Another obvious thing, good, is that the table keys, and the Db/E# and low C are closer than on my Eastern Music ref 54.  So, my pinkies don't have to stretch as far to reach them.  Seems much more natural.  Also, the spring action is lighter, and the B&S weighs a bit less.

Playing it now for a couple days I've gotten familiar with it, and I switched back to my Eastern Music.  I have to say, they are very close in tone and response. Maybe the Eastern is a little brighter.  But other than the difference in key placement for the pinkies, and the lower F# key, switching back and forth is no issue.  I'd say the Eastern Music actually overtones easier cleaner, which is a surprise.

It's not quite cosmetically in excellent condition, it is 28 years old, but it does play well.  The brown color with golden keys are kind of subdued.  I think I like it better than the black with nickle I thought I was getting.
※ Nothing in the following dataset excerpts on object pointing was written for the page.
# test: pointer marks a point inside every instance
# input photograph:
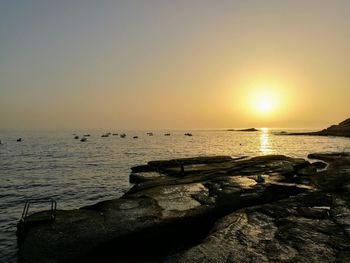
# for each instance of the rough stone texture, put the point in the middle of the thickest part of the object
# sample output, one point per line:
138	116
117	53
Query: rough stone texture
297	229
262	209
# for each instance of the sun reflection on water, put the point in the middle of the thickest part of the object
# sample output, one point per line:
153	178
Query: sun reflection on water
265	145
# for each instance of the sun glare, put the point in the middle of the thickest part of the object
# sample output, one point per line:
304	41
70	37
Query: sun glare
263	101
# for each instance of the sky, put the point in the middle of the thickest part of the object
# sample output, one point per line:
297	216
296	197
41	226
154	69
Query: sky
174	64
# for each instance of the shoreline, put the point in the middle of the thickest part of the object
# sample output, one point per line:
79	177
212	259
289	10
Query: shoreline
174	204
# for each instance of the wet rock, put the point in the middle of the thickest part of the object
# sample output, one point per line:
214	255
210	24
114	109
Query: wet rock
284	231
136	178
254	209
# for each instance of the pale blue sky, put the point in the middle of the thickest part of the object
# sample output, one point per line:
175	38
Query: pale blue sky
172	64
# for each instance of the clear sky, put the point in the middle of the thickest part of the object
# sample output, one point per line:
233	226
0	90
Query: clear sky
174	64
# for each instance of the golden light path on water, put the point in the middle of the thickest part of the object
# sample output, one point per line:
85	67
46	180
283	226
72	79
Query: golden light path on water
265	145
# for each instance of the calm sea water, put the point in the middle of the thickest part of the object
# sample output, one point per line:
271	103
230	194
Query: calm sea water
75	174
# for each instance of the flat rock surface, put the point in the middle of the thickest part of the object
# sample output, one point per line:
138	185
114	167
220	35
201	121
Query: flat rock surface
261	209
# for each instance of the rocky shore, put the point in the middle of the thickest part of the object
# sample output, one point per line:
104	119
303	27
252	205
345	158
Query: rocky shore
208	209
342	129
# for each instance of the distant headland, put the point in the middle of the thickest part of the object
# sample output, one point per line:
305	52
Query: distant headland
342	129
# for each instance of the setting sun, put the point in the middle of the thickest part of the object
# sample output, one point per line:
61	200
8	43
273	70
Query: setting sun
263	101
264	104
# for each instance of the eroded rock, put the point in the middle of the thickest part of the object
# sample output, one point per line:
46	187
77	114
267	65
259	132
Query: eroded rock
265	209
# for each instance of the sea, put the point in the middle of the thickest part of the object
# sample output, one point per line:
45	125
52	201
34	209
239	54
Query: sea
52	164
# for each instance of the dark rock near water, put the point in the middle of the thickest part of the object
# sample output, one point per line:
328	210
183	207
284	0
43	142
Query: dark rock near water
342	129
216	209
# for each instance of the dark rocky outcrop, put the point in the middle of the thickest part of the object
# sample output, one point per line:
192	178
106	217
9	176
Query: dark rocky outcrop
217	209
342	129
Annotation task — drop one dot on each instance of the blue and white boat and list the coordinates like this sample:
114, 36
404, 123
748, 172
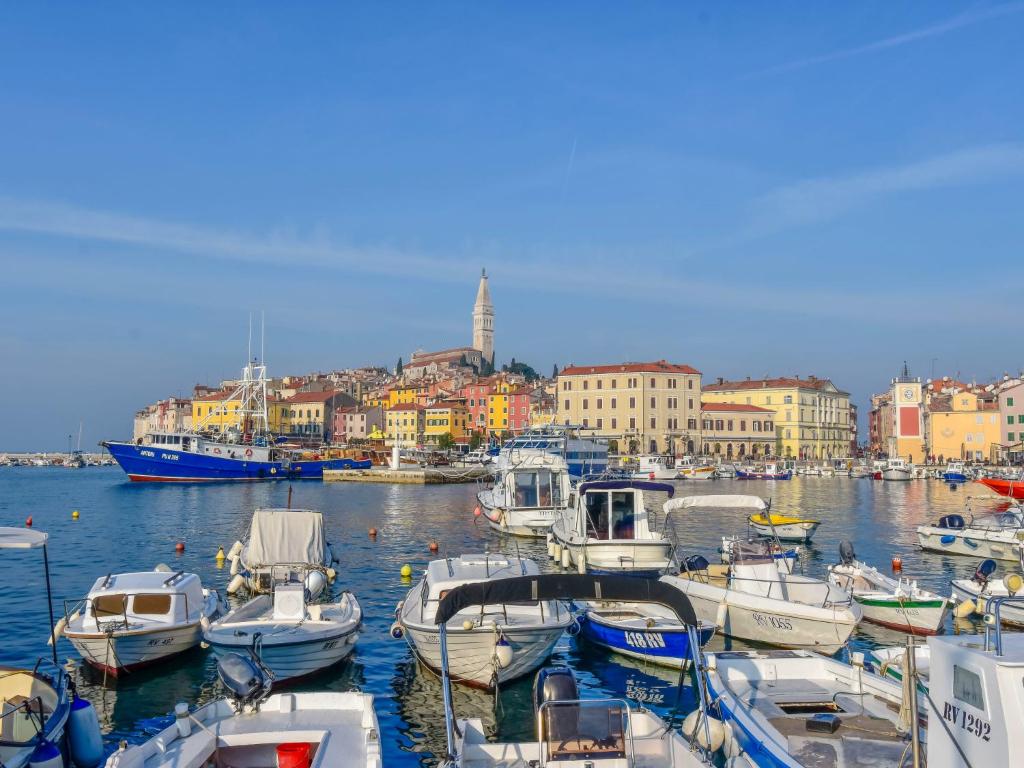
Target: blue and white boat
245, 454
585, 456
955, 472
645, 631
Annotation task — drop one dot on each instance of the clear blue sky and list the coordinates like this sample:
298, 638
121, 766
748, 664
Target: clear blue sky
752, 188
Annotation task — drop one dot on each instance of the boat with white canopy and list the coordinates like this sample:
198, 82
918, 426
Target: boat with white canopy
608, 529
283, 545
528, 496
492, 644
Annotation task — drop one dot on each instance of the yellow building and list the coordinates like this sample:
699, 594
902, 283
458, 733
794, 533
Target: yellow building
213, 413
811, 416
958, 427
404, 424
446, 418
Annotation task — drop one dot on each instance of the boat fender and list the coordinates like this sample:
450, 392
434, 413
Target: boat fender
693, 729
84, 736
46, 755
965, 609
503, 651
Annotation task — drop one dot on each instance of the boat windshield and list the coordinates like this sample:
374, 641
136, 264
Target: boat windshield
584, 730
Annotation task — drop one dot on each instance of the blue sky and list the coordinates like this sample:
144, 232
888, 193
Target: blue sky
752, 188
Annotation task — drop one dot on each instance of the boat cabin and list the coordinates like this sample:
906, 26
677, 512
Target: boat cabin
144, 598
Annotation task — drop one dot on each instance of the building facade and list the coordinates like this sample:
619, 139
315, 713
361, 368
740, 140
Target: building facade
811, 416
642, 407
732, 430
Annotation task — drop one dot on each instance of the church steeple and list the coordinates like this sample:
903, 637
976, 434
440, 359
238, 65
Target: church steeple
483, 321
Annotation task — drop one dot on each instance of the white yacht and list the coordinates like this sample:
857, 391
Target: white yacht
608, 530
324, 729
528, 496
129, 621
283, 545
489, 644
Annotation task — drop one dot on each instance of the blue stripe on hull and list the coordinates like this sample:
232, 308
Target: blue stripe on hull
669, 645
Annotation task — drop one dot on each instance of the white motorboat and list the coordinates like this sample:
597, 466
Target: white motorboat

I'm going to play it a bit longer and once the newness wears off, decide if I'm selling one of the saxophones.  I'm biased toward keeping the B&S right now because it's German Engineering that's proven itself for 28 years now, and it's basically a collector item, but we'll see.

Two week update:

After some discussion on the SOW forum, it turns out that this brown color is just because of the brass showing through the black nickle.  An old catalog actually shows the same color.  So, that mystery is settled.

I played it for two weeks exclusively.  A suggestion was made that switching back and forth between the saxophones wouldn't give me a chance to get use to it.  And the verdict is... yeah, it's a good saxophone.  But surprisingly it's not really better than my 54.  Might be slightly different in tone, but at more than twice the price of the 54, I had no reason to keep it.